A river. Urvasie would not have left

Pururavas to tryst with Ocean. And now

Since only by refusal to despair

Can bliss at last be won, I will return

Where first she fled from my pursuing eyes.

This couching stag shall give me tidings of her,

Who looks as if he were a splendid glance

Some dark-eyed Dryad had let fall to admire

This budding foliage and this young green beauty

Of grass. But why averts he then his head

As though in loathing? I perceive his reason.

Lo, his fair hind is hasting towards him, stayed

By their young dearling plucking at her teats.

With her his eyes are solely, her with bent

Lithe neck he watches. Ho, thou lord of hind!

Sawst thou not her I love? O stag, I'll tell thee

How thou shouldst know her. Like thine own dear hind

She had large eyes and loving, and like hers

That gaze was beauty. Why does he neglect

My words and only gaze towards his love?

All prosperous creatures slight the unfortunate!

'Tis natural. Then elsewhere let me seek.

I have found her, I have found her! O a hint

And token of her way! This one red drop

Of summer's blood the very codome was,

Though rough with faulty stamens, yet thought worthy

To crown her hair.

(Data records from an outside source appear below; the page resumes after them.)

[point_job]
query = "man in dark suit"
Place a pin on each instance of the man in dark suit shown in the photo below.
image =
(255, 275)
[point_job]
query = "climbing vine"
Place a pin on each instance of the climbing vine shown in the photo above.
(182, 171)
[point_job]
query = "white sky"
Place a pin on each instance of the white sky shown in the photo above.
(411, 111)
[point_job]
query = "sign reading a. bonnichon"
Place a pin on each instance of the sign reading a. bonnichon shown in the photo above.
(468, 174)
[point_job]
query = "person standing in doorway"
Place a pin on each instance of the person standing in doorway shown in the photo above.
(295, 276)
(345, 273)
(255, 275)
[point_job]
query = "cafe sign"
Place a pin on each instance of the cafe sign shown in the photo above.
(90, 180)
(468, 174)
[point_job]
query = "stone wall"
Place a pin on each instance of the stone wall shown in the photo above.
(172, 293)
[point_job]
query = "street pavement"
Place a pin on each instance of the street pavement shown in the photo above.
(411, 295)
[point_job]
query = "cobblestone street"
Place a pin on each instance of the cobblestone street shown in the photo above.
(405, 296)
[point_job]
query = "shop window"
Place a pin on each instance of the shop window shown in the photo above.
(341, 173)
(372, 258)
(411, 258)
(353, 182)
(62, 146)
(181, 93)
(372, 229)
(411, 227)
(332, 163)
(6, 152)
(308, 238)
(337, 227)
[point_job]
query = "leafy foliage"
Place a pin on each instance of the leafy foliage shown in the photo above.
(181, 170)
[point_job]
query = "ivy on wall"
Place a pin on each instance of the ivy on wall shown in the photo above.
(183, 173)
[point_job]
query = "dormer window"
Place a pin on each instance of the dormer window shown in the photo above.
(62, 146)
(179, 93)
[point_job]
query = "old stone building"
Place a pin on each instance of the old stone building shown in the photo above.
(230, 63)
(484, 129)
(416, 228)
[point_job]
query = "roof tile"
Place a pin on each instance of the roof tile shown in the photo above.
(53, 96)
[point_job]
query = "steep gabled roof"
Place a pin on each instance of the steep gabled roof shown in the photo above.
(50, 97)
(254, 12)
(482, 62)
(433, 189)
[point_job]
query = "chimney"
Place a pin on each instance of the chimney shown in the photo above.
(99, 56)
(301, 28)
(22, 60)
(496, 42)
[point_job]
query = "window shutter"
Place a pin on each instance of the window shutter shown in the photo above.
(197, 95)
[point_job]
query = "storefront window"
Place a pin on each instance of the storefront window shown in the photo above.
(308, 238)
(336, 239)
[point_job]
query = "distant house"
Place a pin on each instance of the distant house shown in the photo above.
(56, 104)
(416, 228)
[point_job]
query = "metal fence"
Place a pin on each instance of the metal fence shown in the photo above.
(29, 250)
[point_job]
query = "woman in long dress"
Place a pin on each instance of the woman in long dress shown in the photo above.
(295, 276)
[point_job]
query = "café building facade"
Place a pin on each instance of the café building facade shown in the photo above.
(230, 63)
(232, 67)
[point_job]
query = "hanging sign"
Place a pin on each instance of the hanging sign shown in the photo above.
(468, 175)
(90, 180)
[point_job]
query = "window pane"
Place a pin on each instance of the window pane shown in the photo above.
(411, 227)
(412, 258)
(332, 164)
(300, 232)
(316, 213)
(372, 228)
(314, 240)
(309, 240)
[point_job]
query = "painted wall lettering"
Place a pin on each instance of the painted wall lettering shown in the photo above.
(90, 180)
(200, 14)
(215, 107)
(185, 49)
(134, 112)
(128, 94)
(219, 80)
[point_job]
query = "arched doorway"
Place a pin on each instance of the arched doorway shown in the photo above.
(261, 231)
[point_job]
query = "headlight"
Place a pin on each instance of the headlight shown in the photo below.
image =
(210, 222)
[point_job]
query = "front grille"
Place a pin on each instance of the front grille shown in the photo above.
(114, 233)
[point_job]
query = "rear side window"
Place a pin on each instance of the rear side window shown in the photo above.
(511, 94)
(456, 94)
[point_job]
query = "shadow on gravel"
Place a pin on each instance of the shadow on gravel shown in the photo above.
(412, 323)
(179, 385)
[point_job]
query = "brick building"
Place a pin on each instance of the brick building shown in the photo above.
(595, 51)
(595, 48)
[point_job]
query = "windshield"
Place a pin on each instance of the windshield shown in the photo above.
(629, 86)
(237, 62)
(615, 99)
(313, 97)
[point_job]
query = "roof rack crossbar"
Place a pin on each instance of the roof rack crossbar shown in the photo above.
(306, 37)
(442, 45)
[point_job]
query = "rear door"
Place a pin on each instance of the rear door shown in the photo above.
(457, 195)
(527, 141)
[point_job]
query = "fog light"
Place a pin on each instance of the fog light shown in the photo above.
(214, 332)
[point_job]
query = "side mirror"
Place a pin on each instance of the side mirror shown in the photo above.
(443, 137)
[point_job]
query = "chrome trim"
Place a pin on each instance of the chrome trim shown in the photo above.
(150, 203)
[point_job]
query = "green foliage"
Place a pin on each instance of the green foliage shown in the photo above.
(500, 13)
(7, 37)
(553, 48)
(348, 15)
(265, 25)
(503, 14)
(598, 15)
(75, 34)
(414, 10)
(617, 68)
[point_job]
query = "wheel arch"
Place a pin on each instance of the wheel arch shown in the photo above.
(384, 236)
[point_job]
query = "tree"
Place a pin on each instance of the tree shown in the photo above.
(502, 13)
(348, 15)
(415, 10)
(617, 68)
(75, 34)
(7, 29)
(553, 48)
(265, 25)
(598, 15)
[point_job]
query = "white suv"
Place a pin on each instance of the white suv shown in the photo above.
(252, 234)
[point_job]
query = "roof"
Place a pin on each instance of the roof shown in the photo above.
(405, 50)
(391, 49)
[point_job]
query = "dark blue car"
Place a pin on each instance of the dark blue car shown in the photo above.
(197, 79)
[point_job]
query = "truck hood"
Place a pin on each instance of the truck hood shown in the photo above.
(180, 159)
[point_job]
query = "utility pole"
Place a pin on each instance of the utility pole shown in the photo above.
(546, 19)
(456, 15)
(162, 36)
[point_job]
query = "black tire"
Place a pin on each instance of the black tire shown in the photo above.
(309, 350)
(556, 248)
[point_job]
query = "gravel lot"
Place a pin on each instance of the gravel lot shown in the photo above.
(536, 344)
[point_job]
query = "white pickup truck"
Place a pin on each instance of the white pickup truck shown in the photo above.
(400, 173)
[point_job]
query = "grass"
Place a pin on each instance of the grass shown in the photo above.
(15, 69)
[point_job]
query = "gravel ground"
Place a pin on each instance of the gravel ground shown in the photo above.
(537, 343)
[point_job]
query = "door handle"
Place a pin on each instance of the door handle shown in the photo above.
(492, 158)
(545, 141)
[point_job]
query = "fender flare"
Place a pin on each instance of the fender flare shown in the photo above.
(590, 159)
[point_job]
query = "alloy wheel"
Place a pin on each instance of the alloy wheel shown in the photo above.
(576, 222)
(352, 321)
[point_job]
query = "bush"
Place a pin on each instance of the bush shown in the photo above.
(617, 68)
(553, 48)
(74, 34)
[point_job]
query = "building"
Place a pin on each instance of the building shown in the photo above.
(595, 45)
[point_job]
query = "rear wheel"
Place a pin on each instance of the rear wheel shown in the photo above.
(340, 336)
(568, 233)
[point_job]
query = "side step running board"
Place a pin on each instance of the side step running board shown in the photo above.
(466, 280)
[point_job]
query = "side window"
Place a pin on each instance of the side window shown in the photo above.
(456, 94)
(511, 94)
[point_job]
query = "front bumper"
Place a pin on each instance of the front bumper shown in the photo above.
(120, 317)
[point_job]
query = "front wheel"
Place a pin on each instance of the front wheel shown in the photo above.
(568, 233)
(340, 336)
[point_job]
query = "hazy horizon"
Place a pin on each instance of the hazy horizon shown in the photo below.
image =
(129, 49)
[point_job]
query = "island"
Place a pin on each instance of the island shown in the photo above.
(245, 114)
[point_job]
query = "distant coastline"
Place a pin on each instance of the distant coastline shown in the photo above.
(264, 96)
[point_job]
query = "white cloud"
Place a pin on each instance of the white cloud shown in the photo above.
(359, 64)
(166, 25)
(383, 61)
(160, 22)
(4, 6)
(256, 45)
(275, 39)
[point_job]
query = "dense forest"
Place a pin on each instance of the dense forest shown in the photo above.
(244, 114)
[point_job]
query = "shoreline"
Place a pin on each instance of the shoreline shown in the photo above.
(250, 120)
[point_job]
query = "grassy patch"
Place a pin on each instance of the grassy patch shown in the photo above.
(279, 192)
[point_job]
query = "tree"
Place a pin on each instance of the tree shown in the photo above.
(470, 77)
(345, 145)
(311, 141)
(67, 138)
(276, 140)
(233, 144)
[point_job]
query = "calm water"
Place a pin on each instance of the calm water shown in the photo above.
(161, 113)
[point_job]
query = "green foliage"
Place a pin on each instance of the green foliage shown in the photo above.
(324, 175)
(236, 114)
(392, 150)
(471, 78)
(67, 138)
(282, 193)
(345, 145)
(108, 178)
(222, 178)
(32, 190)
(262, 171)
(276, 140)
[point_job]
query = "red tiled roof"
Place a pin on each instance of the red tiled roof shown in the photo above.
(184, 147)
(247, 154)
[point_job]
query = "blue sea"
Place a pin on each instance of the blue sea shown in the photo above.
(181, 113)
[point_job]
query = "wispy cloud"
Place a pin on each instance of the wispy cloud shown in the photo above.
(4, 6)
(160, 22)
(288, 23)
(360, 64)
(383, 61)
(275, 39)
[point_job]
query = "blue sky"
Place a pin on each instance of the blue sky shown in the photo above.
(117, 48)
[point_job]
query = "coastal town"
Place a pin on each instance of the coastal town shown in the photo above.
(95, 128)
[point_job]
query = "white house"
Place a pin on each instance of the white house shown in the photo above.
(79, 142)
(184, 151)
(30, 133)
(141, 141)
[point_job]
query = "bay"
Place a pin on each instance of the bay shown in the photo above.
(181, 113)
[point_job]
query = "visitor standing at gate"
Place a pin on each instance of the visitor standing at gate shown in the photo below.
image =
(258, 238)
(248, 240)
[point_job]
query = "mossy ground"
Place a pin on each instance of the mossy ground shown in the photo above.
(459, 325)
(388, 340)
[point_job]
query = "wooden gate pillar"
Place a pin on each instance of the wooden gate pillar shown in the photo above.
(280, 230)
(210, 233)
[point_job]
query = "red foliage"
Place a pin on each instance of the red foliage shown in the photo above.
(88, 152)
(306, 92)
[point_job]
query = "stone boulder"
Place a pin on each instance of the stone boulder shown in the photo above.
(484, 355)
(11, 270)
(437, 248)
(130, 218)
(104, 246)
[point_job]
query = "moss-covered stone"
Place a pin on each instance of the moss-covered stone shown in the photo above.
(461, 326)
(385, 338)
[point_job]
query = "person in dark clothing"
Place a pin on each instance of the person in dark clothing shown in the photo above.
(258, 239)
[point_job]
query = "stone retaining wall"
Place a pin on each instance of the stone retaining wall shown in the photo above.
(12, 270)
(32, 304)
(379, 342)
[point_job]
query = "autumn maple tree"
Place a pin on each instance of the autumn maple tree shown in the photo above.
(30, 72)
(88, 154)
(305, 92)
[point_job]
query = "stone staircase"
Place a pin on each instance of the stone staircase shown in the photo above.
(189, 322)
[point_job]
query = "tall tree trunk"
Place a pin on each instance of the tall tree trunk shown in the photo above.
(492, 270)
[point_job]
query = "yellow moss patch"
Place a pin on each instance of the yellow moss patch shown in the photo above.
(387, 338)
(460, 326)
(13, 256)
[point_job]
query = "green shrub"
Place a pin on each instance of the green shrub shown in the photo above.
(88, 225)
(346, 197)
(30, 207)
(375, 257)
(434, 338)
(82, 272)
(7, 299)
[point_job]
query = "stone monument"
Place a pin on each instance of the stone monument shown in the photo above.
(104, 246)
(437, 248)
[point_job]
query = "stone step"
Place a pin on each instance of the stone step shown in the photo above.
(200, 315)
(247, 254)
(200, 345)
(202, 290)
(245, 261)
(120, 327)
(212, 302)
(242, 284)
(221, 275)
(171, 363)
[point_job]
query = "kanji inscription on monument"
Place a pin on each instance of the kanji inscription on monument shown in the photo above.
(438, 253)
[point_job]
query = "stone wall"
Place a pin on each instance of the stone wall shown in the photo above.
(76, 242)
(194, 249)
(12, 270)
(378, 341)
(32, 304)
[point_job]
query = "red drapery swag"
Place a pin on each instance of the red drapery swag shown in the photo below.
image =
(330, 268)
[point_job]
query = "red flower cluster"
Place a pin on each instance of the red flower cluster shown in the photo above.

And thou, asoka red,

Didst watch my slender-waisted when she gave

So cruelly a loving heart to pain.

Why dost thou lie and shake thy windy head?

How couldst thou by her soft foot being untouched

Break out into such bloom of petals stung

And torn by jostling crowds of bees, who swarm

All wild to have thy honey? Ever be blest,

Thou noble trunk. What should this be, bright red,

That blazes in a crevice of the rocks?

For if it were a piece of antelope's flesh

Torn by a lion, 'twould not have this blaze,

This lustre haloing it; nor can it be

A spark pregnant of fire; for all the wood

Is drowned in rain. No, 'tis a gem, a miracle

Of crimson, like the red felicitous flower,

And with one radiant finger of the sun

Laid on it like a claim. Yet I will take it,

For it compels my soul with scarlet longing.

Wherefore? She on whose head it should have burned,

Whose hair all fragrant with the coral-bloom

I loved like Heaven, is lost to me, beyond

Recovery lost to me. Why should I take it

To mar it with my tears?

A Voice

Reject it not,

My son; this is the jewel Union born

From the red lac that on the marvellous feet

Was brilliant of Himaloy's child, and, soon,

Who bears it, is united with his love.

Pururavas

Who speaks to me? It is a saint who dwells

In forest like the deer. He first of creatures

Has pitied me. O my lord anchoret,

I thank thee. Thou, O Union, if thou end

My separation, if with that small-waisted

Thou shouldst indeed be proved my Union,

Jewel, I'll use thee for my crown, as Shiva

Upon his forehead wears the crescent moon.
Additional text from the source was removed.